State Department rubbishes ‘ignorant’ Blair

0
2446

A POLITICALLY ‘sick’ Prime Minister Blair was yesterday delivered another major blow, this time at the hands of the US State Department, when a leading Department advisor declared that Bush had taken Blair for a ride, and that this is what the so-called special relationship between the US and the UK amounted to.

What was special about the relationship was that the US administration made demands, the UK delivered, but with nothing to show in return for delivering what the US wanted.

This coup de grace for the poseur Blair was delivered by Kendel Myers, a leading State Department advisor, who publicly nailed Blair while giving a public lecture at a prestigious US university on ‘How special is the United States – United Kingdom relationship after Iraq?’

Myers asserted that right from the start of this relationship, called ‘special’ by Churchill in 1946, it had been ‘very one-sided’.

In Myers’ words: ‘There never really has been a special relationship, or at least not one we’ve noticed.’

He added that the Blairite notion of Britain as a trans-Atlantic bridge between the US and Europe is ‘redundant’ and ‘is vanishing before our eyes’.

As a result of the way that Bush had used Blair and effectively destroyed any reputation the Prime Minister may have had, Myers’ fear was that ‘Britain will draw back from the US without moving closer to Europe. In that sense London Bridge is falling down.’

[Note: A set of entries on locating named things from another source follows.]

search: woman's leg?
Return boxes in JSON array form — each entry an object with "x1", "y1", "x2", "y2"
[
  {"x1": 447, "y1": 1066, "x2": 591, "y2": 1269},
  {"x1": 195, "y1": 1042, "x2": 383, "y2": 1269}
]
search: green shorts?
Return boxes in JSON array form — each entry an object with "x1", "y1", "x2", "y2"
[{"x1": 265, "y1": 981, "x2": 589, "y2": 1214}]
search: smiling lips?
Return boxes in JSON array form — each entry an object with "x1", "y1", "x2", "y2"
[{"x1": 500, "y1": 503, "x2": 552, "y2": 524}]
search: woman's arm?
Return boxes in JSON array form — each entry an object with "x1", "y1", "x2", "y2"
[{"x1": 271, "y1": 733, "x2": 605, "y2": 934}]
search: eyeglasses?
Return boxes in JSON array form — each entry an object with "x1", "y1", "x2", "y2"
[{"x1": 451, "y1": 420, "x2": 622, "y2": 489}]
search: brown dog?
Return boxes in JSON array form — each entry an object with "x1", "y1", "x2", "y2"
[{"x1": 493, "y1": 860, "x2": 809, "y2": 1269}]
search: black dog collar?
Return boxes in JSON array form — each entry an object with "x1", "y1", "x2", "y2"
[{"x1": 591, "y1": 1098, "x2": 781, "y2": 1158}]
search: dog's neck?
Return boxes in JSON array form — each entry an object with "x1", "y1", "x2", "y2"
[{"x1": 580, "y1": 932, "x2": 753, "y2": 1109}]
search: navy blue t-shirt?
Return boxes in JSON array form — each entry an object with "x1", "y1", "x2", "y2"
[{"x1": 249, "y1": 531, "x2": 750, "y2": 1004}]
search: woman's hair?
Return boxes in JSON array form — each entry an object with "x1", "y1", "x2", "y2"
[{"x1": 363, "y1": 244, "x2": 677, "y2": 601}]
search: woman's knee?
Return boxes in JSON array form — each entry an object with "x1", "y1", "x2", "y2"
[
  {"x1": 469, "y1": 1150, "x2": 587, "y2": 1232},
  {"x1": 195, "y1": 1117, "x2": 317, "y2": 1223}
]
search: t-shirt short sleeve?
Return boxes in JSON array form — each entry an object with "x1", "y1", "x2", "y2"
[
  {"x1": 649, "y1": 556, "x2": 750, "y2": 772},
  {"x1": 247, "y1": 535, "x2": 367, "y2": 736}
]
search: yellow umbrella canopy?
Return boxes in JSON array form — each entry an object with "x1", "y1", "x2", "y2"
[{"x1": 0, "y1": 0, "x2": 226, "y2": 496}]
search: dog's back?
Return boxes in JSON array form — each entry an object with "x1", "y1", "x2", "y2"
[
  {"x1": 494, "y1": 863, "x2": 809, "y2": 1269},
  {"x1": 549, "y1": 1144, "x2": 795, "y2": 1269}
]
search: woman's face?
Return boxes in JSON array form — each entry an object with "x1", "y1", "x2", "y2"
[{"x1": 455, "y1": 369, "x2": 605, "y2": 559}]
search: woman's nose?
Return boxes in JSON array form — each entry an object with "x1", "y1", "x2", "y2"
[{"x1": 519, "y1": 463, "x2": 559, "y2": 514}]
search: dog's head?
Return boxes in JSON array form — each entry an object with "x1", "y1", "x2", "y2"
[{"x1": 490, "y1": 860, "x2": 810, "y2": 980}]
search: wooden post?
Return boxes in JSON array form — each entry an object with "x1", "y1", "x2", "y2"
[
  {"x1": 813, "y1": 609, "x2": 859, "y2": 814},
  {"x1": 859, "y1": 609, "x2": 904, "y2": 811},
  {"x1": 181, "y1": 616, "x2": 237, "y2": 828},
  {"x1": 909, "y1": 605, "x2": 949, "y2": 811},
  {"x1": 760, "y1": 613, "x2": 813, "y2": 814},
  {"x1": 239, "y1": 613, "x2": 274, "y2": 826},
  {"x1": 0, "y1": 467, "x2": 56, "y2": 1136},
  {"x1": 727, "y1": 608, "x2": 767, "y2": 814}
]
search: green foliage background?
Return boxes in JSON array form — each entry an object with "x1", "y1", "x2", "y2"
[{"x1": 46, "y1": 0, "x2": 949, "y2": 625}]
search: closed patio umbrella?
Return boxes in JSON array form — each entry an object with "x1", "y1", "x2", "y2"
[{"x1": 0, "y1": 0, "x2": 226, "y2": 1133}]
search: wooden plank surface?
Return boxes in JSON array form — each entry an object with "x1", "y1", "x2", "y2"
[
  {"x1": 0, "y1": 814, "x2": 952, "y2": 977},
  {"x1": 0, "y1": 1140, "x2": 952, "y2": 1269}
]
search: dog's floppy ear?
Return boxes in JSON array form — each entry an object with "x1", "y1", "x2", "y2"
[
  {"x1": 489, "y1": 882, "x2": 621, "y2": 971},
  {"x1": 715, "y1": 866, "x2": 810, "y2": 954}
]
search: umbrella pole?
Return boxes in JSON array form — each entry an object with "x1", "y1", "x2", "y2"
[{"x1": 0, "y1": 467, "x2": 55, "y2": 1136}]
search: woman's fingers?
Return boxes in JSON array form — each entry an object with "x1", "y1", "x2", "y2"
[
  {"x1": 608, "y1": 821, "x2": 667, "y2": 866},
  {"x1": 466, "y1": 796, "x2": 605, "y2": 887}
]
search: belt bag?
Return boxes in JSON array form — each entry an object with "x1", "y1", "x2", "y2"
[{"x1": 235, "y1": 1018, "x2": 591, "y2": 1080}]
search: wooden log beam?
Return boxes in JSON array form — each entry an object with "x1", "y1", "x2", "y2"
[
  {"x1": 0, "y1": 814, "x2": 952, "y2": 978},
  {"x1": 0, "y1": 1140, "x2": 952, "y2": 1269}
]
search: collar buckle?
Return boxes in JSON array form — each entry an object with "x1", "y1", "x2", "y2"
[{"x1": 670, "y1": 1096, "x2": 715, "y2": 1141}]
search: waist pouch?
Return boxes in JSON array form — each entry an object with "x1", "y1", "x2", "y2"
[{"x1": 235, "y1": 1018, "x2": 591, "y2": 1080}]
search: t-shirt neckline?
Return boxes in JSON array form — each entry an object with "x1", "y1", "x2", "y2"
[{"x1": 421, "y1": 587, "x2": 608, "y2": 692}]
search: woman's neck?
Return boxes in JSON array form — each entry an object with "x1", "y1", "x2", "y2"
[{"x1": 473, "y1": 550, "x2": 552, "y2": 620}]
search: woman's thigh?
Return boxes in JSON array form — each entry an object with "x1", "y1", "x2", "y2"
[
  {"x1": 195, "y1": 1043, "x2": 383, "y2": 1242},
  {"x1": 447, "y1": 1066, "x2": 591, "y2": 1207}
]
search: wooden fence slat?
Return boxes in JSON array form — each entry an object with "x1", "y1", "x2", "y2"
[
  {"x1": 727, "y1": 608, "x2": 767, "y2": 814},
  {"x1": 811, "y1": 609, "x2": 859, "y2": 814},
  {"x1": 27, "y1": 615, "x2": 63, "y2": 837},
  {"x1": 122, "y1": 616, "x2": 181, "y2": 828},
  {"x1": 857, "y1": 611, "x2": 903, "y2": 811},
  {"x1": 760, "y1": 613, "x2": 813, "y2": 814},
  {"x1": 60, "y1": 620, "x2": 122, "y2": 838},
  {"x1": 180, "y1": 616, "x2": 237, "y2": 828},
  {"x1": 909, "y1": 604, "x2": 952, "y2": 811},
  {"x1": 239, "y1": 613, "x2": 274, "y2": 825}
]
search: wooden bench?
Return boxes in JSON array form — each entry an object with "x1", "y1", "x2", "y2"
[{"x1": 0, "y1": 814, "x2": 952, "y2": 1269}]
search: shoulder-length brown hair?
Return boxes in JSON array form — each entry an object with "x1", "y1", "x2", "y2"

Myers however contrasted Blair most unfavourably with his Labour predecessor Wilson.

He said that Wilson gave the most pro-American verbal support possible during the Vietnam war, while taking the greatest care that Britain never got involved.

Myers states that the reason why Blair made the catastrophic mistake that Wilson avoided was that ‘Unfortunately, Tony Blair’s background was as an actor and not a historian.

‘If only he had read a book on the 1920s he might have hesitated.’

While we are prepared to believe that the ‘actor’ Blair never read a book about Britain’s experiences in Mesopotamia in the 1920s when thousands of British troops were killed fighting Iraqi nationalists, we are convinced that if he had it would not have made the slightest difference to British policy.

The issue really is that the ‘special relationship’ was only discovered by Winston Churchill at a time when British imperialism could no longer stand alone against capitalist rivals such as Germany and Japan and desperately needed the support of the United States.

Churchill’s entire policy in relation to the US was to draw it into the war with Germany. He worked at it night and day. This was what was special about this relationship. It was a one-sided love affair.

After the Second World War the relationship was not so special, as was illustrated when the US, under President Eisenhower, intervened in the Suez crisis to stop the UK, France and Israel attack on Egypt after the nationalisation of the Suez Canal.

This antagonism was continued in the period of the Wilson governments. Britain was at that time still a considerable industrial and military power and Wilson was able to get away with refusing to send British military personnel into the Vietnam war.

Today, Britain has been de-industrialised, and does not even have the military strength that it had at the time of the 1982 Falklands war.

It is this shrinking of the one-time imperialist giant into a midget that fits Britain for only one role – that of a scavenger for US imperialism.

Even if the rewards are little or non-existent, capitalist Britain can play no other role in the modern world. Cameron will be no different from Blair in this respect.

The only way out of the degrading role that the historical crisis of British imperialism has condemned it to play is through the organisation of a socialist revolution to overthrow capitalism and imperialism in Britain, as part of the European and World Socialist revolution.